Many of the items in Duskin's letter that Macellum is pushing for are familiar refrains among activist investors in retail companies. Included is the sale of $4 billion worth of owned real estate — turning the company from an owner to a renter at those properties — and passing on the cash to shareholders via a stock buyback program.
Macellum also alluded to a fairly recent innovation in terms of financialization of retail companies: the e-commerce spinoff, such as that of Saks Fifth Avenue and being contemplated at Macy's. Such a spinoff brings in cash by putting the e-commerce operations of a retailer on public markets or up for private investment. It also adds legal and potentially operational complexity to the coordination of physical and digital stores, in an industry that is by and large working to make shopping as seamless as possible across channels.
In the letter, Duskin wrote of Kohl's breaking out its e-commerce operations: "We believe this can be done in a way whereby the customer experience is unchanged, yet the Company can be accorded a reasonable valuation for this valuable business."
No doubt asset sales, spinoffs and buybacks could be profitable to shareholders. The question before Kohl's board is whether the such moves would be best for the company's long-term interests. Critics of share buybacks say they divert cash away from business investment and toward shareholders. And unlike dividends, buybacks, in the view of their critics, reward short-term investors who sell company stock when prices increase in response to share purchase programs.
In its reply, Kohl's said that leadership "will continue to aggressively pursue the best interests of all shareholders as we manage the business to increase shareholder value in both the near- and long-term."
Along with financial changes, Macellum wants to see Kohl's get more nimble in its merchandising, streamline its offerings, bring product sourcing for private label goods in house, rationalize its distribution network and revamp executive compensation.
In response to Macellum's letter, Kohl's touted its brand partnerships, including the recently launched partnership with Sephora and said it was positioned to pass its 2023 financial goals two years ahead of plan.

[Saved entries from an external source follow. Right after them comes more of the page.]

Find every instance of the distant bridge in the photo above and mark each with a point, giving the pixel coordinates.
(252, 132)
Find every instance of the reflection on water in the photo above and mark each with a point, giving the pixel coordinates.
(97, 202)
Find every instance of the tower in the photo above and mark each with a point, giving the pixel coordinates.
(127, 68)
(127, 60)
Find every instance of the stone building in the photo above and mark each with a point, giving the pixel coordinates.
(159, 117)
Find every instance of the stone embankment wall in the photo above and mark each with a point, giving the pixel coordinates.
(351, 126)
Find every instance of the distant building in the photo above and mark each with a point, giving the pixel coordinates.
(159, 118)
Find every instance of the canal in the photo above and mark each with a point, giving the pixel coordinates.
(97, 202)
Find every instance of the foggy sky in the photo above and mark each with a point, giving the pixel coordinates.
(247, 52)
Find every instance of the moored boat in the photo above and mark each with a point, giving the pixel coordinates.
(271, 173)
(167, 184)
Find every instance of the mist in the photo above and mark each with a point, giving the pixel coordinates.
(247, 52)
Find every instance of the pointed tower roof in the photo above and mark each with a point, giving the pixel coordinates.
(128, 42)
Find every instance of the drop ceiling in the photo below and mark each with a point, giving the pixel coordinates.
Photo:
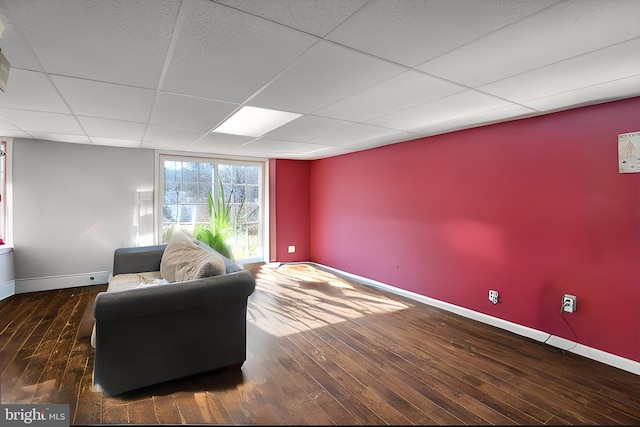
(162, 74)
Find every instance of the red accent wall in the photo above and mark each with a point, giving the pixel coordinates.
(533, 208)
(289, 210)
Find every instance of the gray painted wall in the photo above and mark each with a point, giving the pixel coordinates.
(74, 204)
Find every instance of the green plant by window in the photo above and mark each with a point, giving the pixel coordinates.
(221, 222)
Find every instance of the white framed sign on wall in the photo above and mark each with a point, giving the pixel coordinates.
(629, 152)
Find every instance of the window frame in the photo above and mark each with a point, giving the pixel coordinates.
(6, 193)
(161, 156)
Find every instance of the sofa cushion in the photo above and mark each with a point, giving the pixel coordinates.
(201, 264)
(230, 266)
(184, 260)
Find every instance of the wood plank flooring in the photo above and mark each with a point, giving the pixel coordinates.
(321, 350)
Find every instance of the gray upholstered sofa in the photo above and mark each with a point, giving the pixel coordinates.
(154, 331)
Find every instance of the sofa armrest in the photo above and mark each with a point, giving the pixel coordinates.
(175, 297)
(137, 260)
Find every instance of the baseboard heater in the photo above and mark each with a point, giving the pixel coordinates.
(48, 283)
(553, 340)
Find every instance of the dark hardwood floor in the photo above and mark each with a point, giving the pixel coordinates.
(321, 350)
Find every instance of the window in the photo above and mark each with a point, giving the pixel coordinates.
(185, 183)
(5, 180)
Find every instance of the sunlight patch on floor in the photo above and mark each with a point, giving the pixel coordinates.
(321, 298)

And barring all that, Macellum urged a sale of the company. "We believe the number of potential suitors for Kohl's would be even larger if the Board were to announce a true sales process and hire qualified financial advisors to solicit proposals from strategic buyers in the ecommerce and retail sectors, rather than attempting to chill the process as we believe it is doing today," Duskin said in the letter.
Clarification: This story has been updated to more precisely describe Macellum's suggestion that Kohl’s break out its e-commerce operations.